C. Exposure Assessment

    1. Dietary exposure from food and feed uses. In evaluating dietary 
exposure to fluopyram, EPA considered exposure under the petitioned-for 
tolerances as well as all existing fluopyram tolerances in 40 CFR 
180.661. EPA assessed dietary exposures from fluopyram in food as 
follows:
    i. Acute exposure. Quantitative acute dietary exposure and risk 
assessments are performed for a food-use pesticide, if a toxicological 
study has indicated the possibility of an effect of concern occurring 
as a result of a 1-day or single exposure. Such effects were identified 
for fluopyram. In estimating acute dietary exposure, EPA used food 
consumption information from the United States Department of 
Agriculture (USDA) 2003-2008 National Health and Nutrition Examination 
Survey/What We Eat in America (NHANES/WWEIA). As to residue levels in 
food, EPA included tolerance residue levels, the assumption of 100 
percent crop treated (PCT), and processing factors (empirical and 
default).
    ii. Chronic exposure. In conducting the chronic dietary exposure 
assessment EPA used the food consumption data from the USDA 2003-2008 
NHANES/WWEIA. As to residue levels in food, EPA included average field-
trial residue levels, the assumption of 100 PCT, and processing factors 
(empirical and default).
    iii. Cancer.

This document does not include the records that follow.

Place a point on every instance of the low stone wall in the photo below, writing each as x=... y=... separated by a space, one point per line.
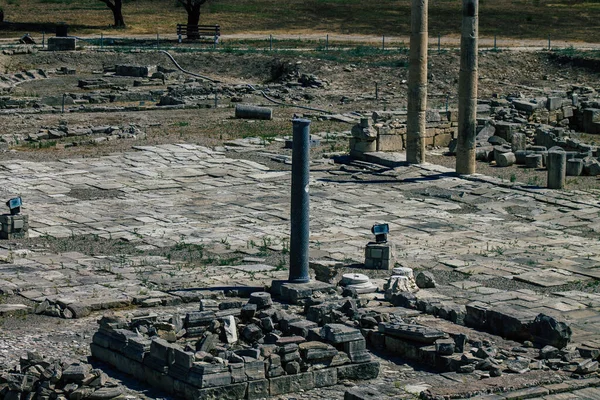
x=275 y=353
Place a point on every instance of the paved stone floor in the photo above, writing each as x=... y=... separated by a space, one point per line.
x=160 y=196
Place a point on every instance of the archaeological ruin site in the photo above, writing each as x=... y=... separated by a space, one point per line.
x=309 y=200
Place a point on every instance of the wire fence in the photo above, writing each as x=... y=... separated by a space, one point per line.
x=173 y=42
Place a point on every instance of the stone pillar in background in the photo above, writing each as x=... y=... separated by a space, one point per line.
x=467 y=89
x=557 y=169
x=299 y=210
x=417 y=84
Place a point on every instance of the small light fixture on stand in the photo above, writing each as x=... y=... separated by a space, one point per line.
x=379 y=254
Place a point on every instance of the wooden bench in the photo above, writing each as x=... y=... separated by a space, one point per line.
x=199 y=31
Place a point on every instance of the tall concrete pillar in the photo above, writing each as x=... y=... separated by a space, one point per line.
x=467 y=89
x=557 y=168
x=417 y=84
x=299 y=215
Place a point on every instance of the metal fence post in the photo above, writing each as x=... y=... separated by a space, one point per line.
x=299 y=215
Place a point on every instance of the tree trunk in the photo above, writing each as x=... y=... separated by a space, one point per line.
x=118 y=14
x=193 y=20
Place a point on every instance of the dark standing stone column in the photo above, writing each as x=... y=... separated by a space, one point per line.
x=467 y=89
x=299 y=214
x=557 y=168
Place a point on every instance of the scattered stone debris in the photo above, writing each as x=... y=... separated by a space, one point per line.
x=232 y=349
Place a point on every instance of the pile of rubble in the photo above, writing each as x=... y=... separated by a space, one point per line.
x=232 y=349
x=38 y=378
x=100 y=133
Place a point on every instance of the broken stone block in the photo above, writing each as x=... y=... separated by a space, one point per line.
x=76 y=373
x=413 y=332
x=518 y=366
x=510 y=323
x=255 y=370
x=506 y=130
x=292 y=368
x=134 y=70
x=425 y=280
x=549 y=331
x=338 y=333
x=258 y=389
x=199 y=318
x=261 y=299
x=534 y=161
x=587 y=367
x=360 y=393
x=248 y=311
x=518 y=142
x=317 y=352
x=230 y=329
x=368 y=370
x=445 y=347
x=548 y=352
x=252 y=333
x=574 y=167
x=291 y=383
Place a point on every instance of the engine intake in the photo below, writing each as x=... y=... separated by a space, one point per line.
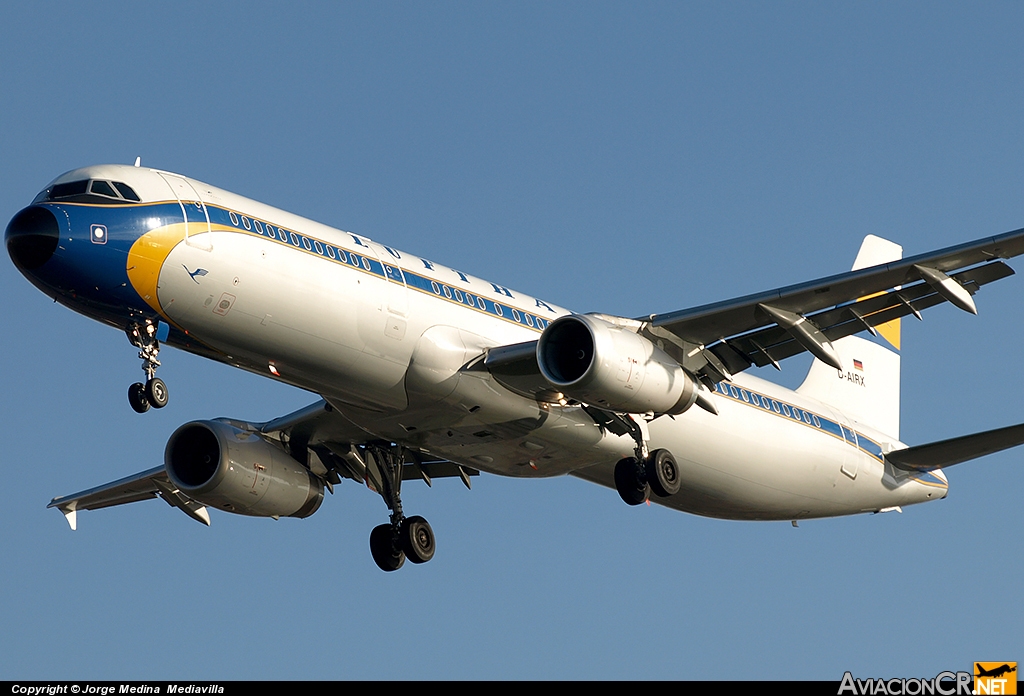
x=594 y=361
x=236 y=470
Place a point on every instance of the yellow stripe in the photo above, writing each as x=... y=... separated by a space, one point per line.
x=146 y=256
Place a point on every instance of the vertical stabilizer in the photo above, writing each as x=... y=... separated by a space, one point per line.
x=867 y=389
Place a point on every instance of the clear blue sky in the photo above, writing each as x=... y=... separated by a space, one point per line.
x=626 y=158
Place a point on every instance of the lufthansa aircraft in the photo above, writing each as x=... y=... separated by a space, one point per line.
x=426 y=372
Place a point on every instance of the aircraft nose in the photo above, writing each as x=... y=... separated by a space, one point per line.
x=32 y=237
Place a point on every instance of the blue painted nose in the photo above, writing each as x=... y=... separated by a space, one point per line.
x=32 y=237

Based on the data summarized in Unit III.A., EPA has 
concluded that fluopyram does not pose a cancer risk to humans at doses 
that do not induce cellular proliferation in the liver or thyroid 
glands. The chronic RfD is derived using the NOAEL of 1.2 mg/kg/day as 
the ``point of departure'' which is below the dose of 11 mg/kg/day that 
caused cell proliferation in the liver (i.e., a key event in tumor 
formation) and the subsequent liver tumors at a higher dose (89 mg/kg/
day). Therefore, the Agency believes the chronic assessment will be 
protective of any cancer risk; therefore, a separate dietary exposure 
assessment for the purpose of assessing cancer risk is unnecessary.
    iv. Anticipated residue and PCT information. EPA did not use 
anticipated residue and/or PCT information in the dietary assessment 
for fluopyram. Tolerance level residues or average field-trial residues 
and 100 PCT were assumed for all food commodities.
    2. Dietary exposure from drinking water. The Agency used screening 
level water exposure models in the dietary exposure analysis and risk 
assessment for fluopyram in drinking water. These simulation models 
take into account data on the physical, chemical, and fate/transport 
characteristics of fluopyram. Further information regarding EPA 
drinking water models used in pesticide exposure assessment can be 
found at https://www.epa.gov/oppefed1/models/water/index.htm.
    Based on the Pesticide Root Zone Model/Exposure Analysis Modeling 
System (PRZM/EXAMS) and Pesticide Root Zone Model Ground Water (PRZM 
GW), the estimated drinking water concentrations (EDWCs) of fluopyram 
for acute exposures are estimated to be 19.4 parts per billion (ppb) 
for surface water and 87.5 ppb for ground water. The chronic exposures 
for non-cancer assessments are estimated to be 4.9 ppb for surface 
water and 76.8 ppb for ground water. Modeled estimates of drinking 
water concentrations were directly entered into the dietary exposure 
model. For acute dietary risk assessment, the water concentration value 
of 87.5 ppb was used to assess the contribution to drinking water. For 
chronic dietary risk assessment, the water concentration of value 76.8 
ppb was used to assess the contribution to drinking water.
    3. From non-dietary exposure. The term ``residential exposure'' is 
used in this document to refer to non-occupational, non-dietary 
exposure (e.g., for lawn and garden pest control, indoor pest control, 
termiticides, and flea and tick control on pets). Fluopyram is not 
registered for any specific use patterns that would result in 
residential exposure.
    4. Cumulative effects from substances with a common mechanism of 
toxicity. Section 408(b)(2)(D)(v) of FFDCA requires that, when 
considering whether to establish, modify, or revoke a tolerance, the 
Agency consider ``available information'' concerning the cumulative 
effects of a particular pesticide's residues and ``other substances 
that have a common mechanism of toxicity.'' EPA has not found fluopyram 
to share a common mechanism of toxicity with any other substances, and 
fluopyram does not appear to produce a toxic metabolite produced by 
other substances. For the purposes of this tolerance action, therefore, 
EPA has assumed that fluopyram does not have a common mechanism of 
toxicity with other substances. For information regarding EPA's efforts 
to determine which chemicals have a common mechanism of toxicity and to 
evaluate the cumulative effects of such chemicals, see EPA's Web site 
at https://www.epa.gov/pesticides/cumulative.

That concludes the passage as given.